While data scientists usually handle the heavy lifting of dataset analysis, non-data scientists can play a crucial role in ensuring that an LLM performs well and behaves ethically. By engaging in dataset analysis, you not only improve the model’s quality but also help safeguard against potential biases and compliance issues. This approach ensures that the AI systems you contribute to are both effective and responsible.

LLM vs SLM: Why Small Language Models?

Large Language Models (LLMs) and Small Language Models (SLMs) represent distinct approaches to natural language processing. LLMs are massive models trained on vast amounts of text data, enabling them to generate human-quality text, translate languages, write different kinds of creative content, and answer your questions in an informative way. However, their size necessitates substantial computational resources.   

In contrast, SLMs are smaller models trained on more focused datasets.

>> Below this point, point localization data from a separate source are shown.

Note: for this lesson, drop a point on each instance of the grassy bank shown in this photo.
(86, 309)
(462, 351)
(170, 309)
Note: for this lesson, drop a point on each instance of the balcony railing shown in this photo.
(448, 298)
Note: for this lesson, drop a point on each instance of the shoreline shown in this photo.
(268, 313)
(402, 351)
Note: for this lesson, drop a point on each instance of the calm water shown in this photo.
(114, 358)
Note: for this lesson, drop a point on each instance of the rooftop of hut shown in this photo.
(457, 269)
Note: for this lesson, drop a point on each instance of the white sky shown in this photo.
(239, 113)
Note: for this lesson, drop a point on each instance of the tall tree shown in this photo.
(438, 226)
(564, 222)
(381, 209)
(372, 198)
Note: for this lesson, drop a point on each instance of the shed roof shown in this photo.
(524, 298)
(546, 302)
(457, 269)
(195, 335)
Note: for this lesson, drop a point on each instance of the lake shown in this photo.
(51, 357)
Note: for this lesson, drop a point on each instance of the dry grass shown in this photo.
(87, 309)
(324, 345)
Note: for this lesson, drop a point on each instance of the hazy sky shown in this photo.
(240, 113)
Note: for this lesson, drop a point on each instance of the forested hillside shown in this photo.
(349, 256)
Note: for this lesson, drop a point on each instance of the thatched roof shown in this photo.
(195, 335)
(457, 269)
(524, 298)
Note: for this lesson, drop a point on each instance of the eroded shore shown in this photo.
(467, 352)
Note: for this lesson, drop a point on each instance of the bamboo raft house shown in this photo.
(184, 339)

This makes them computationally efficient and suitable for specific tasks. They often excel in particular domains or applications.

Use Cases for LLMs

  • Content generation: Creating various text formats, from articles to code.
  • Machine translation: Translating between different languages.
  • Chatbots and virtual assistants: Providing interactive and informative conversations.
  • Summarization: Condensing long texts into shorter summaries.

LLMs excel at generating diverse text formats, from marketing copy and social media content to scripts, poems, and translations. They can also provide informative answers to a wide range of questions.

Use Cases for SLMs

  • Domain-specific tasks: Excelling in tasks requiring specialized knowledge, such as medical or legal text processing, as well as code-specific tasks
  • Resource-constrained environments: Operating efficiently on devices with limited computational power.
  • Faster training and deployment: Shorter development cycles compared to LLMs.

SLMs demonstrate strengths in specific text-based applications, excelling in tasks such as sentiment analysis, text classification, and named entity recognition. They can also be tailored for specialized domains like healthcare or finance. Additionally, SLMs can be adapted to support niche programming languages, providing solutions for specific development challenges.

Trade-offs and Considerations

LLMs demand substantial computational resources for training and deployment, reflecting their complexity and size. In contrast, SLMs are more efficient due to their smaller scale. While LLMs often excel in diverse language tasks, SLMs can be specialized for specific domains. Data requirements also differ significantly, with LLMs needing vast datasets and SLMs operating on smaller, focused collections. Ultimately, the choice between an LLM and an SLM hinges on factors such as computational budget, performance, and the nature of the target app.

Hybrid Approaches

Hybrid approaches to language models combine the strengths of large language models (LLMs) and smaller, more specialized language models (SLMs). Transfer learning involves utilizing a pre-trained LLM as a foundation and adapting it to specific tasks through fine-tuning on domain-specific data. This approach benefits from the knowledge captured in the base LLM while tailoring the model to the target domain. Model distillation compresses a large LLM into a smaller, more efficient SLM while preserving key functionalities. This technique enables deployment in resource-constrained environments without significant performance degradation. By strategically combining LLMs and SLMs, organizations can develop robust and adaptable language models capable of handling a wide range of tasks.